Kocatepe Kuruyemiş A.Ş. Yönetim Kurulu Başkanı Haluk Tuncay, 1919 yılında Ankara Meşrutiyet Caddesinde Rus asıllı Marusya isimli bir bayanın kahve kavurduğu dükkanı 1949 yılında babasının devraldığını ve o günden bu güne kahve işinde faaliyet gösterdiklerini anlattı.
Son bir kaç yıldır piyasada dünyaca ünlü yabancı kahve markalarının açtığı şubeler düşünüldüğünde kendilerinin ilk Kahve Evi’ni bundan 12 yıl önce kurduklarını anlatan Tuncay, şöyle devam etti:
"Türkiye’de o zamanlar kahveye talep yoktu, yıllarca boş masalarla çalıştık. İstanbul ve İzmir’de açtığımız cafeleri ilgi olmadığından kapatmak zorunda kaldık.
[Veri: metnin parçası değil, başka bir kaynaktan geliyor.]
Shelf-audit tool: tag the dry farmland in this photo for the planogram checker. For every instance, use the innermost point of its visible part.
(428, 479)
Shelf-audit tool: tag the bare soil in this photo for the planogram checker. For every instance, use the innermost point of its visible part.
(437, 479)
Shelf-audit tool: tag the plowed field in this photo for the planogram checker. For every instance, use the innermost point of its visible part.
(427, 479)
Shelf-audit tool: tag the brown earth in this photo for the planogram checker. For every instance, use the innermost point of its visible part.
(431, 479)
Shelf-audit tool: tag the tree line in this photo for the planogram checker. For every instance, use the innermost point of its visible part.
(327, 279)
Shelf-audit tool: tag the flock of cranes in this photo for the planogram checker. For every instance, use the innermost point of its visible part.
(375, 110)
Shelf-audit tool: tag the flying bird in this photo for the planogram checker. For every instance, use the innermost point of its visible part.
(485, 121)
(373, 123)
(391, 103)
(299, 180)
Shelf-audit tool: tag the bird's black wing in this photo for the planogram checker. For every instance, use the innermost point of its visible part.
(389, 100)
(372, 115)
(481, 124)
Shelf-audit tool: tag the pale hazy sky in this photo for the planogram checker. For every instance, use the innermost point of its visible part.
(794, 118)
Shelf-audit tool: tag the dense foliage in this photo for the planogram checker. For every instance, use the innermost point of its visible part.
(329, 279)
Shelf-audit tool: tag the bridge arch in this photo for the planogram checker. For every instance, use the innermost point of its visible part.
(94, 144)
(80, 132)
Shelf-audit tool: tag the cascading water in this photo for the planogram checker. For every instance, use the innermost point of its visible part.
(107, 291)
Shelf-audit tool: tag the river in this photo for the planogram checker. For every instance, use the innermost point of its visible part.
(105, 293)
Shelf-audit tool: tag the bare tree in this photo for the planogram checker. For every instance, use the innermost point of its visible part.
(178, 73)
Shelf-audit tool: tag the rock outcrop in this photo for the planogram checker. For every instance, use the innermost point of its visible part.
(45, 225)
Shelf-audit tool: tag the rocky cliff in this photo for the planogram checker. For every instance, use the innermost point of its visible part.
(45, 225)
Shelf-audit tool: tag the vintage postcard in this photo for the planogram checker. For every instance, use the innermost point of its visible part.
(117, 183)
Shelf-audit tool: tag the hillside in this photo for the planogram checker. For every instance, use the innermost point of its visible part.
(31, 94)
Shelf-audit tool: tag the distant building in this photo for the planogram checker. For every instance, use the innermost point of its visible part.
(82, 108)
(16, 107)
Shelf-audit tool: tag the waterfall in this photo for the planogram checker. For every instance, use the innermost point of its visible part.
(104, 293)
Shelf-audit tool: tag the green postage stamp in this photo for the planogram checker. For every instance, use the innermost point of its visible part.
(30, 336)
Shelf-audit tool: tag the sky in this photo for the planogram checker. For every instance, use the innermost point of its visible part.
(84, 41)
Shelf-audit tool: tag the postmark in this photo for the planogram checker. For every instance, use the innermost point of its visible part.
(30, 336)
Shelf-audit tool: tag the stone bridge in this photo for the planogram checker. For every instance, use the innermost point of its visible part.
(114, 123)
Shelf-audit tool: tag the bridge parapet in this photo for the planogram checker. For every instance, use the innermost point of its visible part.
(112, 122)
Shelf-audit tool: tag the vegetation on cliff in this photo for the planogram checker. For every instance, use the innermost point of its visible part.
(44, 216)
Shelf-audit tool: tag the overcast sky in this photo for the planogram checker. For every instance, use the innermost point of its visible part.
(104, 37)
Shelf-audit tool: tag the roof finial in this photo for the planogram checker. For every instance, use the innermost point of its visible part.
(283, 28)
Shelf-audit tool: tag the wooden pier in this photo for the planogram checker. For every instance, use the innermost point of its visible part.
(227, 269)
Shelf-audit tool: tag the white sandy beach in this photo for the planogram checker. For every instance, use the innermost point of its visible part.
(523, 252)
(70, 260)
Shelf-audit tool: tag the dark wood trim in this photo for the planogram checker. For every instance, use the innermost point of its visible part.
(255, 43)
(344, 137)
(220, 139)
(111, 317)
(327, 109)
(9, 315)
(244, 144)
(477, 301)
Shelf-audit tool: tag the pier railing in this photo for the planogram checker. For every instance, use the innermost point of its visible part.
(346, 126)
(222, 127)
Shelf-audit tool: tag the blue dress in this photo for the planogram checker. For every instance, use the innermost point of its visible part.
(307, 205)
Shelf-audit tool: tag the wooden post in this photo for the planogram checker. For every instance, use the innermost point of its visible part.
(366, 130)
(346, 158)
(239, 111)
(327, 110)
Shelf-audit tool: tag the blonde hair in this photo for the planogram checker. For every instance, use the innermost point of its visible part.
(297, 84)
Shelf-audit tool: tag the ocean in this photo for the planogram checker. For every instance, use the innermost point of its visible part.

Ama Türkiye’ye ünlü kahve markası Starbucks’ın gelmesiyle Türk insanın kahveye ilgisi arttı ve bunu takiben çok çeşitli yabancı markalar piyasaya girdi.
Kocatepe Kurukahve şirketinin ilk olarak merkez Ankara’nın Mithatpaşa caddesinde hizmete açtığı Kahve Evlerini daha sonra yaygınlaştırarak, büyük alışveriş merkezi ve gençlerin ağırlıklı olarak gezdiği caddelere taşıdıklarını belirten Tuncay, İstanbul’da da 1,5-2 ay içinde, daha sonra da Eskişehir’de bir şube açmayı planladıklarını söyledi.
Tek amaç pazar payını artırmak
"Yabancı markaların atom bombası, Türk markasının kılıç olduğu bir ortamda savaş veriyoruz" diyen Tuncay, tek amaçlarının Türk kahvesinin pazar payını artırmak olduğunu belirtti. 2008 yılında yurt dışına açılmayı planladıklarını da bildiren Tuncay, öncelikle Türk vatandaşlarının yoğun olduğu Almanya’da bir yapılanmaya girmeyi düşündüklerini kaydetti.